9. Loi antiterrorisme de 1991. La commission rappelle avoir souligné dans ses précédents commentaires que cette loi définit de manière très large le terrorisme (art. 1) et les délits de propagande (art. 8). Elle avait déclaré craindre que ces définitions ne posent pas de critères suffisants pour assurer une protection contre un emprisonnement qui reposerait sur l’opinion politique ou certains autres critères visés par la convention. La commission avait pris note de la modification de l’article 8 introduisant dans cet article l’élément d’intention et restreignant de ce fait les interprétations trop larges et le risque de discrimination. Elle avait également pris note de la déclaration du gouvernement selon laquelle l’article 1 limite la définition du terrorisme aux actes de violence. Cependant, elle avait noté que des journalistes avaient été condamnés sur le fondement de la loi antiterrorisme pour avoir exprimé leur opinion. Croyant comprendre que les amendements évoqués de la législation sont intervenus, la commission prie le gouvernement de fournir des informations détaillées sur tout changement concernant la loi antiterrorisme ou une autre législation qui aurait pour effet de restreindre la possibilité des journalistes, écrivains et éditeurs privés de leur emploi ou de l’exercice de leurs métiers d’exprimer leur opinion politique. La commission prie à nouveau le gouvernement d’envisager la révision, pour parer à toute ambiguïté, de l’article 1 de la loi, de manière à garantir qu’aucune disposition de cet instrument ne donne lieu à une condamnation pour l’expression d’opinions politiques par des moyens non violents. Elle demande également de continuer de fournir des informations sur le nombre, la nature et le résultat des affaires portant sur des condamnations de journalistes, écrivains et éditeurs auxquelles cette loi donnerait lieu.
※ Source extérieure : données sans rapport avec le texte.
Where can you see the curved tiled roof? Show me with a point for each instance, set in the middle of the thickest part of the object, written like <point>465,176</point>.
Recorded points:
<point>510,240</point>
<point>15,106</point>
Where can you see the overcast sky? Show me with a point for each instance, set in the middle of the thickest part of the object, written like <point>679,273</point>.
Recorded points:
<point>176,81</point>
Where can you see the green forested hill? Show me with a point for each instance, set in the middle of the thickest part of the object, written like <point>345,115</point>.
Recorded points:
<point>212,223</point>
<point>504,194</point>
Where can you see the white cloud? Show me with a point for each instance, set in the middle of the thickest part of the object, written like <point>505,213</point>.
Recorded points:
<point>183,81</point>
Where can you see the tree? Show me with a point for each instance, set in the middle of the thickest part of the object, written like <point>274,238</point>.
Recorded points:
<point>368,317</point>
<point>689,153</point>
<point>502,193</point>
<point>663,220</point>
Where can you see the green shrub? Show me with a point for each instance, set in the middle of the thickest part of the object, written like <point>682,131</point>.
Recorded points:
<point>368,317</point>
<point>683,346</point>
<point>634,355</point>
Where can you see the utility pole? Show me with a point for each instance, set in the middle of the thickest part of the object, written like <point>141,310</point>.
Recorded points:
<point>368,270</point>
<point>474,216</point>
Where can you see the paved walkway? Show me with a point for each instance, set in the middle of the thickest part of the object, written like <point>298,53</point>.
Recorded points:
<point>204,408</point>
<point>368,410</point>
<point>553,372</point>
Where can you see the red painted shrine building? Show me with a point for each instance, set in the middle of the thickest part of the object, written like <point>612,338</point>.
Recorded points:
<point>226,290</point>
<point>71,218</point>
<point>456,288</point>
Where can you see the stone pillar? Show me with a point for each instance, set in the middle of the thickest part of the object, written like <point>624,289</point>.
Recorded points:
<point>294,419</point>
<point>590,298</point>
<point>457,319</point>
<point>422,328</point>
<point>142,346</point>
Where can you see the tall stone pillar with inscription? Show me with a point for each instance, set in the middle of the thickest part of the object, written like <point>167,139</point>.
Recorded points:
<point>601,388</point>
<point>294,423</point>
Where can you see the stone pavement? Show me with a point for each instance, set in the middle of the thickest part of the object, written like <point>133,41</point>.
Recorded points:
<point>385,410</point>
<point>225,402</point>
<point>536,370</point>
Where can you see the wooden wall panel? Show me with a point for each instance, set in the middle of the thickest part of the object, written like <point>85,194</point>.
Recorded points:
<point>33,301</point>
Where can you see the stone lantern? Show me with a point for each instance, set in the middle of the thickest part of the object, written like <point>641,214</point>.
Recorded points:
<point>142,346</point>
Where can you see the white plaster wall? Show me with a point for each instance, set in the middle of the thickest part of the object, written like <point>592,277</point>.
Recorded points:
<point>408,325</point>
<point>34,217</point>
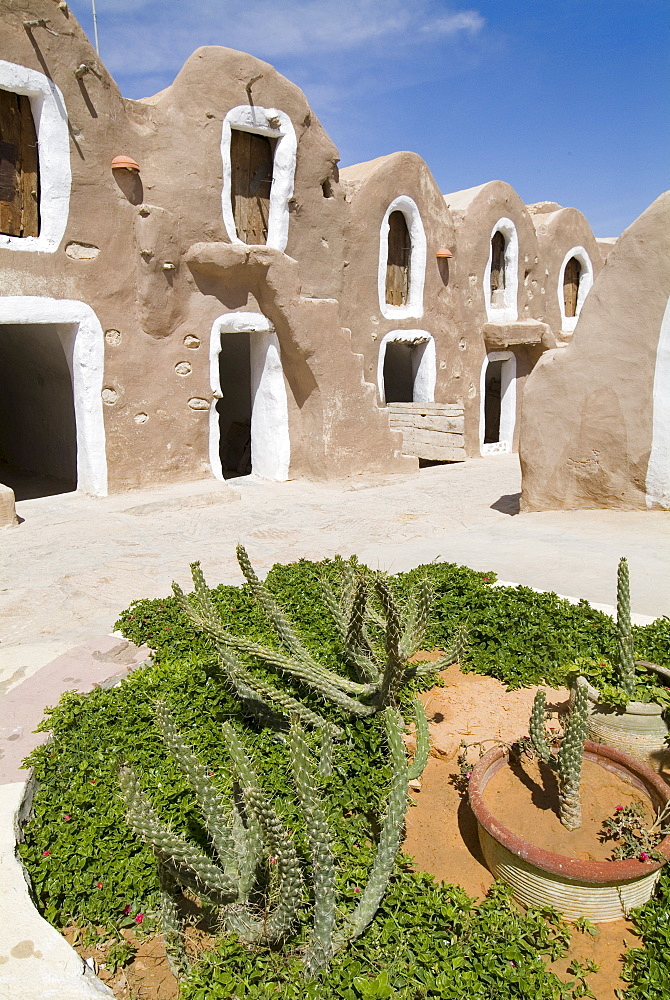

10. Discrimination sur d’autres critères. Le gouvernement réitère que l’égalité de tous les citoyens turcs devant la loi est garantie par la législation turque et que ceux-ci ne se heurtent à aucune discrimination quelle qu’elle soit quant aux droits que la loi leur reconnaît. Le gouvernement déclare également que la Turquie d’aujourd’hui englobe une multitude de composantes ethniques, religieuses et culturelles et que des identités ethniques diverses, kurde comprise, sont reconnues et acceptées. La commission rappelle que, si les dispositions législatives concernant l’égalité et la non-discrimination sont un élément important d’une politique nationale sur l’égalité telle qu’elle est conçue à l’article 2 de la convention, ces dispositions ne constituent pas en elles-mêmes une politique. La convention prévoit l’élimination de la discrimination en droit et dans la pratique et prescrit à cette fin de prendre des mesures décisives pour l’égalité de chances et de traitement de tous les travailleurs. A cet égard, la commission prend note des informations du gouvernement relatives aux projets de promotion de l’accès à l’éducation et à l’emploi menés par la direction régionale des projets pour l’Anatolie du sud-est, qui intéressent notamment des communautés nomades et semi-nomades. Notant que de récentes réformes introduisent la possibilité, pour les écoles privées, d’enseigner dans une langue autre que le turc, la commission prie le gouvernement de fournir des informations sur cette réforme et sur toutes autres mesures prises ou envisagées pour promouvoir l’égalité dans l’emploi et la profession, sans distinction de la race, la couleur, l’ascendance nationale ou l’origine sociale.

La commission adresse par ailleurs au gouvernement une demande directe sur certains autres points.